I saw a commercial the other day retailing a certain investment company whose tag line was,” A life well planned”. An appeal to our need for security and control always resonates. Yet…

How often “the best laid plans of mice and men gang aft a-gley”, as the famous Scottish poet Robbie Burns wrote. Our strategies and intentions are so easily eclipsed by random events. Especially these days with so many international conflicts, environmental disasters, and volatile politics we can rightly feel our whole world is anything but “well planned”.

The only comfort for men and women of faith is our trust in an omniscient, sovereign, and provident Heavenly Father. He is, and has always been, in control. Sometimes we may think we’d do a better job of it but our theology assures us that there are no surprises for Him, He is firmly “at the wheel”, and He is our proven “help in ages past and hope for years to come”(as Isaac Watts’ old hymn puts it).

That hymn goes on to refer to God as “our shelter from the stormy blast and our eternal home”. And, if ever in recent history we’ve been “blasted” by world events, it is now.

It’s true “we walk by faith and not by sight”. But that walk is predicated on an empty tomb and the sure and certain hope that the Lord is/will be true to His word that “He will never leave nor forsake us”. So we pray that His will be done, and we rest secure in hope.

 

May 23, 2024

We’ve all read the report on the sudden descent of a Singapore Airlines flight from London to Singapore with one person dead and scores injured in the sudden fall. Apparently it hit turbulence and fell 6000 feet in a matter of minutes. People who were not wearing seatbelts were thrown all over the interior with many hitting the ceiling with their heads. Some of the most seriously injured were attendants standing in the aisles serving breakfast to the passengers. Fortunately the pilots were able to make an emergency landing in Bangkok.
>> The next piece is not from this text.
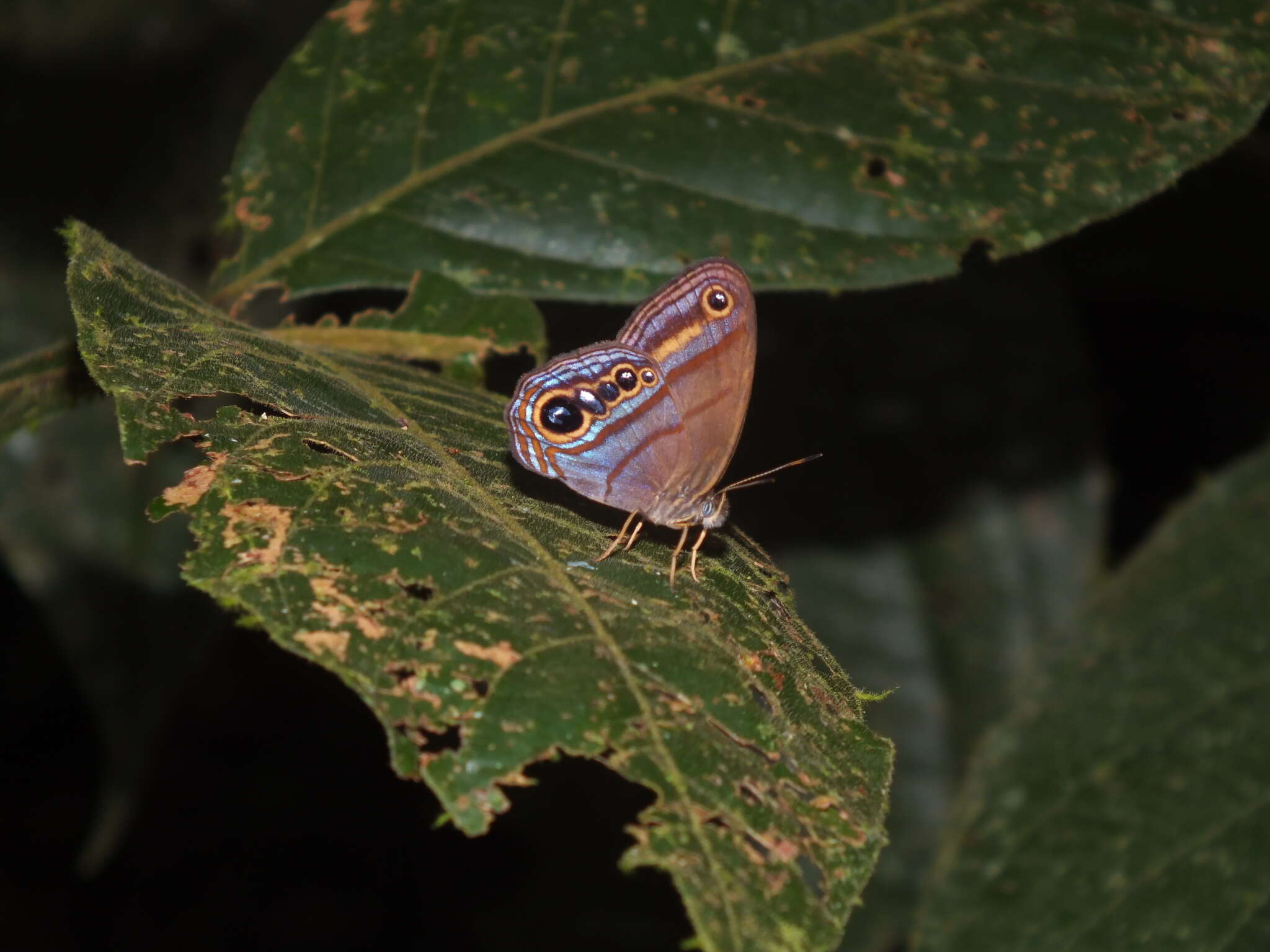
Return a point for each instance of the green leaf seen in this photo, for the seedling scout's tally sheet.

For those who fly, this event is disturbing to say the least. Indeed it’s a cautionary tale about our universal vulnerability. Whether an air disaster, a sudden traffic accident, or a report from the doctor that a test has revealed a fatal disease, we are all subject to the seeming randomness of tragedy.
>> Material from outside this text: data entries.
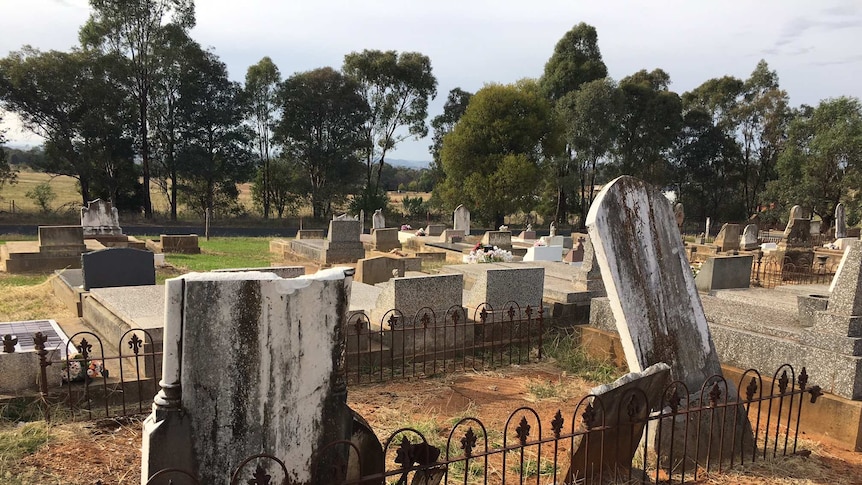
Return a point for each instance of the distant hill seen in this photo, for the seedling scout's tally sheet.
(417, 164)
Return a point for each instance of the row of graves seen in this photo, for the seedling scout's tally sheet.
(286, 407)
(289, 344)
(62, 246)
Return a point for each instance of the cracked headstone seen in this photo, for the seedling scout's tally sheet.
(651, 289)
(252, 363)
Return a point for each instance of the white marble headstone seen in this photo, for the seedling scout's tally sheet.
(650, 285)
(461, 220)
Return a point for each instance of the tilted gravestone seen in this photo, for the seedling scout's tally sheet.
(377, 220)
(100, 218)
(649, 282)
(728, 237)
(461, 220)
(113, 267)
(749, 239)
(252, 364)
(654, 300)
(840, 222)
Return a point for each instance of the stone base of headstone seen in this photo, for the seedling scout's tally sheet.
(310, 234)
(435, 229)
(385, 240)
(713, 435)
(165, 443)
(500, 239)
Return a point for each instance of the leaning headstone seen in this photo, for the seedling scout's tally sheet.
(461, 220)
(749, 239)
(252, 364)
(113, 267)
(840, 222)
(655, 303)
(649, 282)
(610, 453)
(377, 220)
(100, 218)
(679, 215)
(728, 237)
(795, 213)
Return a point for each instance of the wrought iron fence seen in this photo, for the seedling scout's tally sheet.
(429, 343)
(771, 273)
(680, 438)
(96, 384)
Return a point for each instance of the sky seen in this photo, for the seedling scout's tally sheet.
(813, 46)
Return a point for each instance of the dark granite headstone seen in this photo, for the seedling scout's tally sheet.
(112, 267)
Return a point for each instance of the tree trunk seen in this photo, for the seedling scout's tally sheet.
(145, 156)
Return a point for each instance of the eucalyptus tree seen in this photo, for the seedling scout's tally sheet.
(576, 60)
(216, 150)
(70, 99)
(492, 156)
(132, 29)
(261, 85)
(821, 163)
(649, 126)
(323, 130)
(397, 88)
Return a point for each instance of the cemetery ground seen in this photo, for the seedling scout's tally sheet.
(71, 453)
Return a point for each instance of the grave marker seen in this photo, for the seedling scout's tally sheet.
(114, 267)
(461, 220)
(649, 282)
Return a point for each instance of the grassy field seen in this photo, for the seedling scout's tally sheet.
(68, 196)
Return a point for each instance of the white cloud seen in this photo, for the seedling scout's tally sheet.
(812, 45)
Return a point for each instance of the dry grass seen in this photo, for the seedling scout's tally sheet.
(31, 302)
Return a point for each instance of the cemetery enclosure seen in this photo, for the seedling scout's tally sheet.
(536, 444)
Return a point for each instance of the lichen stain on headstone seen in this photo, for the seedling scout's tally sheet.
(246, 315)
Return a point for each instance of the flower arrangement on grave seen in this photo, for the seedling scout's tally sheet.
(496, 255)
(79, 369)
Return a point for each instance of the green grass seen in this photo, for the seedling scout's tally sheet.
(570, 356)
(7, 279)
(19, 441)
(225, 252)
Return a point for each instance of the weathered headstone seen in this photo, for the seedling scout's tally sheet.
(795, 213)
(252, 364)
(113, 267)
(649, 282)
(610, 453)
(749, 239)
(377, 220)
(840, 222)
(100, 218)
(461, 220)
(653, 298)
(728, 237)
(500, 239)
(679, 215)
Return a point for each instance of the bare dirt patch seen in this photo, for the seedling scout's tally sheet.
(109, 450)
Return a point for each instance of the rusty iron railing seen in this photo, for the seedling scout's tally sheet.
(591, 445)
(428, 343)
(769, 273)
(116, 385)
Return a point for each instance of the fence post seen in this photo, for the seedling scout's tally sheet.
(39, 343)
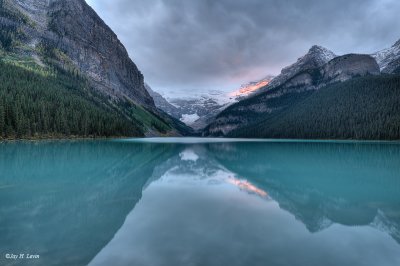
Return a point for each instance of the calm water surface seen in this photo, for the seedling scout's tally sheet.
(200, 202)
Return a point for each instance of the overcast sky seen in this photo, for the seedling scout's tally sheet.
(190, 46)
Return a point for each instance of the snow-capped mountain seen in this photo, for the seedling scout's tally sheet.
(389, 59)
(316, 57)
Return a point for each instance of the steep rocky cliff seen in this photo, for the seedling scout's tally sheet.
(68, 37)
(389, 59)
(307, 75)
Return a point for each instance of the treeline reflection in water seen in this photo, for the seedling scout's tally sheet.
(66, 200)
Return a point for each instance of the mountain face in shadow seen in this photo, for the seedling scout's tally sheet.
(65, 201)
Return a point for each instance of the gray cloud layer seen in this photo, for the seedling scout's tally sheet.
(190, 45)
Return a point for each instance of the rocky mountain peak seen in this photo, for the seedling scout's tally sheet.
(72, 33)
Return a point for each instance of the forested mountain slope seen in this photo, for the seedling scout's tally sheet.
(60, 55)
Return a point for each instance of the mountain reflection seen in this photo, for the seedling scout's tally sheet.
(67, 200)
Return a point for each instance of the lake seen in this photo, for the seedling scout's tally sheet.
(188, 201)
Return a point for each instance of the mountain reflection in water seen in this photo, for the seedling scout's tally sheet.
(217, 203)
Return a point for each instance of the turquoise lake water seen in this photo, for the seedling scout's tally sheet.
(200, 202)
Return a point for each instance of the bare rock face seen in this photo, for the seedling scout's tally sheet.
(74, 31)
(348, 66)
(389, 59)
(311, 72)
(316, 57)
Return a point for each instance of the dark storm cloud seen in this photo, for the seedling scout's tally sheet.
(206, 44)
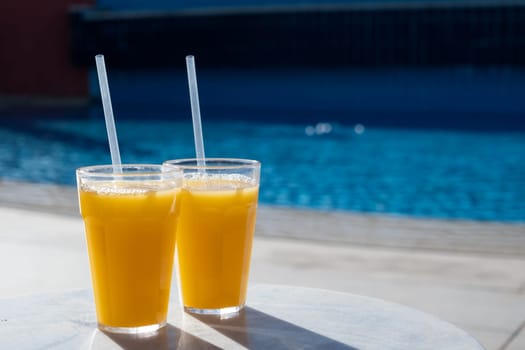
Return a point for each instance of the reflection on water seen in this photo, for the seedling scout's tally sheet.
(444, 144)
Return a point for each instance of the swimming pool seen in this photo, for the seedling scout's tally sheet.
(330, 166)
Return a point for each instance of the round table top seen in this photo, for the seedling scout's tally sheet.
(276, 317)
Nevertheless we still fly, drive, and live our lives with the belief that “it won’t happen to me”. The alternative, of course, is the “Henny Penny” view (Google it) that “the sky is falling” with its concomitant daily anxiety.

I think Jesus’ words from the Sermon on the Mount should be not only considered but adopted: “Think not what the morrow bringeth. Sufficient unto the day is the evil thereof”. Worry is counterproductive. Why borrow trouble from the future?

I often think of the old man lying in his death bed who told his pastor “90 percent of everything I worried about never happened”. So true.

Burying one’s head in the sand, like the proverbial ostrich, is to be avoided as is staying indoors for the rest of our lives. Fear paralyzes. We’ve got to live. And living means risk taking. So get on that plane, drive that car, get out into our world. And wherever you find yourself “be there”.